IT’S long gone now, flattened in Worcester’s slum clearance either side of the Second World War, but there was a time when Merryvale was one of the most colourful areas of the city.

I suppose colourful is a kind way of putting it, because in reality it covered a very poor quarter with narrow thoroughfares and cramped, courtyard-style dwellings where families lived cheek by jowel with several sharing a single toilet. Merryvale and the adjacent Birdport and Dolday were largely swept away when Deansway arrived.

Twenty years ago Mike Grundy, who started this column and is Worcester’s godfather of local history, interviewed a chap called Gerry Wilkes, who had grown up in Powick Lane, which led off Merryvale east towards High Street via Bank Street.

His recollections of the area in the 1930s included some gems: "Day trippers came in charabancs to Worcester on Saturdays and Sundays and used the large parking area alongside Merryvale and in front of Hounds Lane School. We lads would tie empty baked bean tins to the bottom of our shoes or boots and dance for the charabanc trippers who would throw us ha'pennies or pennies for our trouble.

"Our parents would also send us with a pram to High Street, which was being widened at the time and where unwanted wooden blocks were piled up on the footpaths. These had been used for years to form roadside gutters and we would push some home for fire wood.

"There were regular visits with the pram to collect discarded bits of wood and old crates from outside the grocery store of Shuter & Flay in High Street. This timber was used to stoke up flames in the boiler of the outside communal wash-house where the women did their household laundry.”

Then there was the saga of the cow in the toilet. Gerry added: "Some Sundays, Smiths, the butchers in The Shambles, would drive cattle through Powick Lane, and there was one famous occasion when a cow ran up our entry and got its head stuck down the outside lavatory.

"My father and six others tried desperately to get it out, even tying a piece of rope round its neck, but it all proved in vain and in the end the entire toilet bench seat had to be taken up to free the cow's head."

At the heart of Merryvale stood Stricklands lodging house, which was notorious for its clientele of many strange characters. One of whom was at the centre of a great unsolved mystery.

He was a man who seemed to have two names.
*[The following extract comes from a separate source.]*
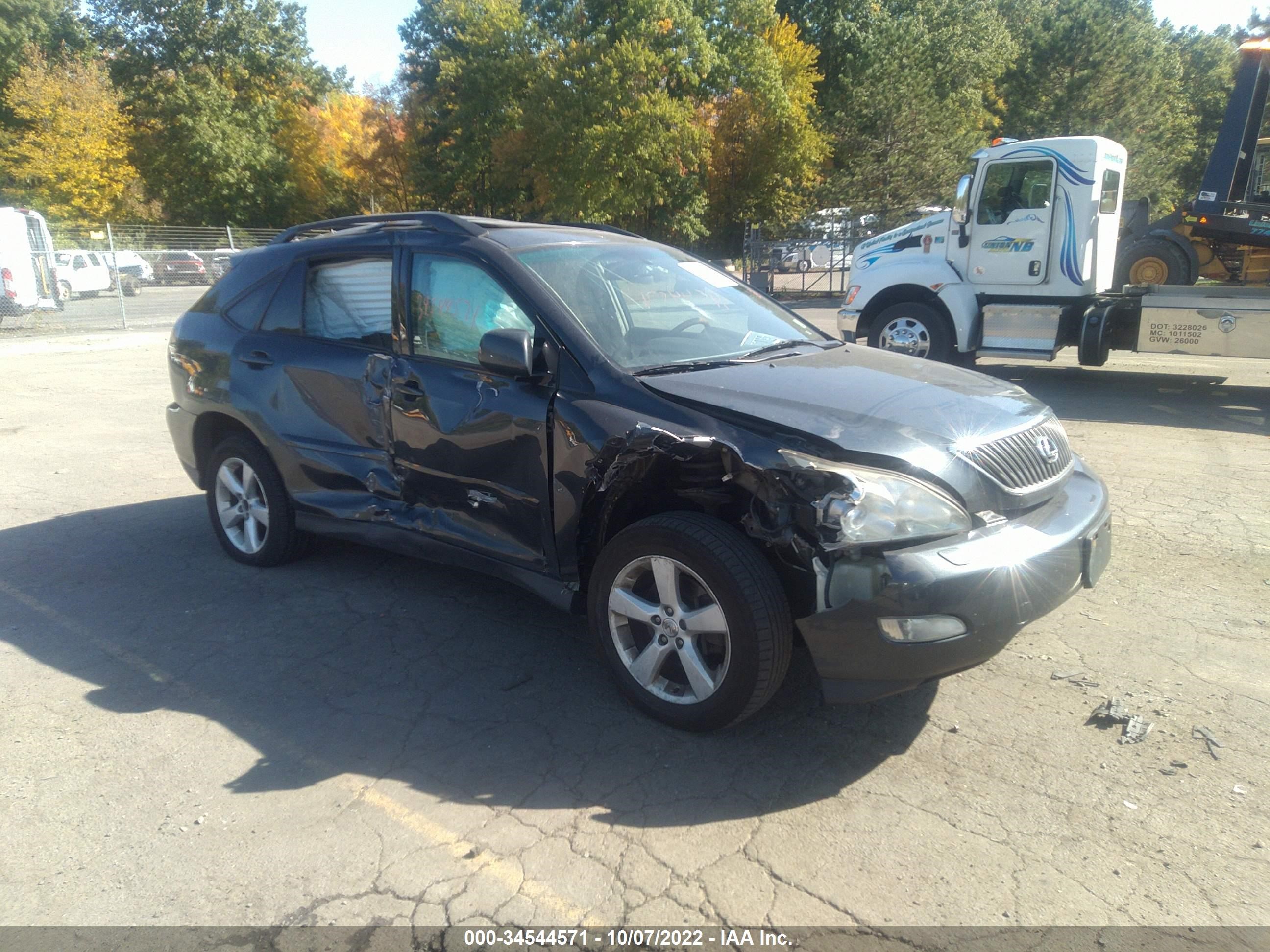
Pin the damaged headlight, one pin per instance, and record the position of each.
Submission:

When he appeared before Worcester Quarter Sessions in 1889 on a charge of stealing £7 10s from a man in Stourbridge he called himelf David Robbins, but there was a strong suspicion by police his real name was David Evans, who a few years before had a left a box at Stricklands but never returned to claim it.

Police eventually opened the box to discover a considerable hoard, including gold and silver watches, gold chain pendants and bank passbooks with a total value of more than £1,000 – around £150,000 today. All of which was likely stolen.

When Robbins arrived in Worcester to face trial for the Stourbridge theft, he was recognised by the local chief constable, who knew him as Evans.

However Evans/Robbins maintained his denial and so he was sentenced to seven years penal servitude for stealing £7 10s while the valuables in the box remained unclaimed as the Great Merryvale Mystery.